Norwegian School of Veterinary Science, P.O. Box 8146 Dep., N-0033 Oslo, Norway.
J Food Prot. 2005 Aug;68(8):1600-5. doi: 10.4315/0362-028x-68.8.1600.
In the Norwegian Action Plan against Campylobacter in broilers, carcasses from flocks identified as positive before slaughter are either heat treated or frozen for 5 weeks to reduce the number of Campylobacter. The objective of this study was to estimate the effect of freezing time and predict the number of Campylobacter on naturally infected or contaminated broiler carcasses following freezing for 2, 4, 6, 8, 10, 13, 21, 35, and 120 days by nonparametric and parametric linear statistical models. From each of the five flocks, 27 carcasses were sampled. Each carcass was cut in two pieces along the chest bone. Half was put into the freezer (-20 degrees C), whereas the other was deskinned and quantitative culturing was conducted from a 10-g sample of the skin. Fifteen frozen halves were selected at random at each time point following freezing from 2 to 120 days, and skin samples from these were cultured quantitatively and qualitatively. In regard to the log reduction of Campylobacter, almost similar results were obtained using three statistical methods; median regression on the change in Campylobacter counts, zero-inflated negative binomial regression, and a Bayesian Markov chain Monte Carlo (decay) model on original counts. Overall, a 2-log reduction of Campylobacter was obtained after 3 weeks of freezing. Only a marginal extra effect was observed when extending the freezing to 5 weeks. Although freezing appears to be an efficient way to reduce the level of Campylobacter on broiler carcasses, in 80% of the carcasses Campylobacter could still be detected using quantitative culturing following 120 days of freezing. Based on the high number of zeros, these data should be modeled by a zero-inflated model. The best statistical fit in regard to goodness-of-fit measures was the zero-inflated negative binomial log link model, closely followed by the Poisson model. Thus, in our continued search for a better way to describe the data, we used the Poisson distribution in the mixed Bayesian decay models.

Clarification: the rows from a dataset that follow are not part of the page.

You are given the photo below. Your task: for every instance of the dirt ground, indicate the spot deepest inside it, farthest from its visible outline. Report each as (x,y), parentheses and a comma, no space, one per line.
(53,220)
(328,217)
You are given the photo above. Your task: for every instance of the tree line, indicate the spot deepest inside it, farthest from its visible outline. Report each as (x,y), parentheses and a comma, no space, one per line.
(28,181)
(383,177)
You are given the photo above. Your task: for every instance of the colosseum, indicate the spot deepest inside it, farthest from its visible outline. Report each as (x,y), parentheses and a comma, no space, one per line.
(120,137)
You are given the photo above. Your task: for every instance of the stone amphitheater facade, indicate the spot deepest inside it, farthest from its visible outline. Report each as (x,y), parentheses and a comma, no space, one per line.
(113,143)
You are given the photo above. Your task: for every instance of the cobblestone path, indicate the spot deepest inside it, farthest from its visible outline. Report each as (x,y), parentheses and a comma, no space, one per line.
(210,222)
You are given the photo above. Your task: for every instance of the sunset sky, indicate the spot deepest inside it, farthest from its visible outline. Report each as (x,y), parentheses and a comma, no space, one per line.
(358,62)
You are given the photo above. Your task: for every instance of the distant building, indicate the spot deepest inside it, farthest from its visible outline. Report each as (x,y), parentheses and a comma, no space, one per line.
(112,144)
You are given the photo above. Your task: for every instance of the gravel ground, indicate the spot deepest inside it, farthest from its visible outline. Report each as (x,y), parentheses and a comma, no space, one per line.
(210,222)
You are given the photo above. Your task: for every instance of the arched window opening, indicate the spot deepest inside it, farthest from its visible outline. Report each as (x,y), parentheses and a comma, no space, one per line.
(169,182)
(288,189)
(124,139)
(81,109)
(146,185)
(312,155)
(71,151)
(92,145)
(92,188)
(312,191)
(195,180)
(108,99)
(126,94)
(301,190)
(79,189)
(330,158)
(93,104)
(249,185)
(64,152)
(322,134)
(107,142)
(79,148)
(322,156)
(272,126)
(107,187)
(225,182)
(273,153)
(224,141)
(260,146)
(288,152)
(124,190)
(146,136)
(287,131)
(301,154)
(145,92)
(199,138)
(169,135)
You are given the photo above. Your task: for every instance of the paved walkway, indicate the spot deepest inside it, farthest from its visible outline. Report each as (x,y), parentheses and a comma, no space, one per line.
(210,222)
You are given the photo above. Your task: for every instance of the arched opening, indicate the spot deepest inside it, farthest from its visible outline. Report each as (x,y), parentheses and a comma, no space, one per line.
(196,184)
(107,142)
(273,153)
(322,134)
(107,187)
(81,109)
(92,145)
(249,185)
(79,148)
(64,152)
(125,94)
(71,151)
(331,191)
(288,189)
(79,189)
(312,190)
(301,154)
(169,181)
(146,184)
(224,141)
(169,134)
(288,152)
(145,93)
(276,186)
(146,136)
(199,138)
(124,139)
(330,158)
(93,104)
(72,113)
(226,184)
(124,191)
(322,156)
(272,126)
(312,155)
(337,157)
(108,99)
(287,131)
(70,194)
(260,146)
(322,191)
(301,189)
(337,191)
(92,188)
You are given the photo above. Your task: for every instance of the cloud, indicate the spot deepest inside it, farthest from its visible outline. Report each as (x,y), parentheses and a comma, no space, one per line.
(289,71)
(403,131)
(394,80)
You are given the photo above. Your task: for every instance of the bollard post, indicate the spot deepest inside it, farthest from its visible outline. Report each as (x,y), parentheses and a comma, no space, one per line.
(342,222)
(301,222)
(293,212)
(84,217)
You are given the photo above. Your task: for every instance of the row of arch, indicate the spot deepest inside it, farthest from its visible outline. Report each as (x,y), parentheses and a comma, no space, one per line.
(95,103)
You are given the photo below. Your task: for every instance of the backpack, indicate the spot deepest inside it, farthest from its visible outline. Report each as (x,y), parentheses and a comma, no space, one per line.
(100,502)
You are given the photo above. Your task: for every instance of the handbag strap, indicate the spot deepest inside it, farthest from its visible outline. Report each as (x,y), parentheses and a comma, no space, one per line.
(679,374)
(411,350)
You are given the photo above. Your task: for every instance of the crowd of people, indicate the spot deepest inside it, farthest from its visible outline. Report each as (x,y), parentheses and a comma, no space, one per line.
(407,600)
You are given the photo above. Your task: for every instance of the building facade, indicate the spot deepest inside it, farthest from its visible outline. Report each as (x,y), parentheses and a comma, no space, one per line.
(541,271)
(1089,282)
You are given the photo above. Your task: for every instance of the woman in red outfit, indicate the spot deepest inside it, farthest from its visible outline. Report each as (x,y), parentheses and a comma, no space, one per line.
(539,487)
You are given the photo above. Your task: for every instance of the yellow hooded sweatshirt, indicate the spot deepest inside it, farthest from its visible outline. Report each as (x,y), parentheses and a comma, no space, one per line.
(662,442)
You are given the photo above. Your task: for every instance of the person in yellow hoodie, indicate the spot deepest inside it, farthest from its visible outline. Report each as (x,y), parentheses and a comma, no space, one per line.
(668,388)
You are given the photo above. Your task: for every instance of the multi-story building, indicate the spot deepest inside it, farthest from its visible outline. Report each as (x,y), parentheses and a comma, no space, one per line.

在挪威针对肉鸡弯曲杆菌的行动计划中,在屠宰前被确定为阳性的鸡群的胴体要么进行热处理,要么冷冻 5 周,以减少弯曲杆菌的数量。本研究的目的是通过非参数和参数线性统计模型来估计冷冻时间的影响,并预测在冷冻 2、4、6、8、10、13、21、35 和 120 天后,自然感染或污染的肉鸡胴体上弯曲杆菌的数量。从五个鸡群中,每个鸡群取 27 个胴体进行采样。每个胴体沿着胸骨切成两半。一半放入冷冻室(-20°C),另一半去皮,并从 10 克皮肤样本中进行定量培养。在冷冻 2 至 120 天后的每个时间点,随机选择 15 个冷冻半体,从这些半体中提取皮肤样本进行定量和定性培养。在弯曲杆菌的对数减少方面,使用三种统计方法几乎得到了相似的结果;基于弯曲杆菌计数变化的中位数回归、零膨胀负二项式回归,以及原始计数的贝叶斯马尔可夫链蒙特卡罗(衰减)模型。总体而言,冷冻 3 周后可获得 2 个对数的弯曲杆菌减少。在延长冷冻至 5 周时,仅观察到微小的额外效果。尽管冷冻似乎是一种有效的方法,可以降低肉鸡胴体上弯曲杆菌的水平,但在冷冻 120 天后,通过定量培养仍可检测到 80%的胴体中的弯曲杆菌。基于大量的零值,这些数据应该通过零膨胀模型进行建模。在拟合优度方面,最好的统计拟合是零膨胀负二项式对数链接模型,紧随其后的是泊松模型。因此,在我们继续寻找更好的方法来描述数据时,我们在混合贝叶斯衰减模型中使用了泊松分布。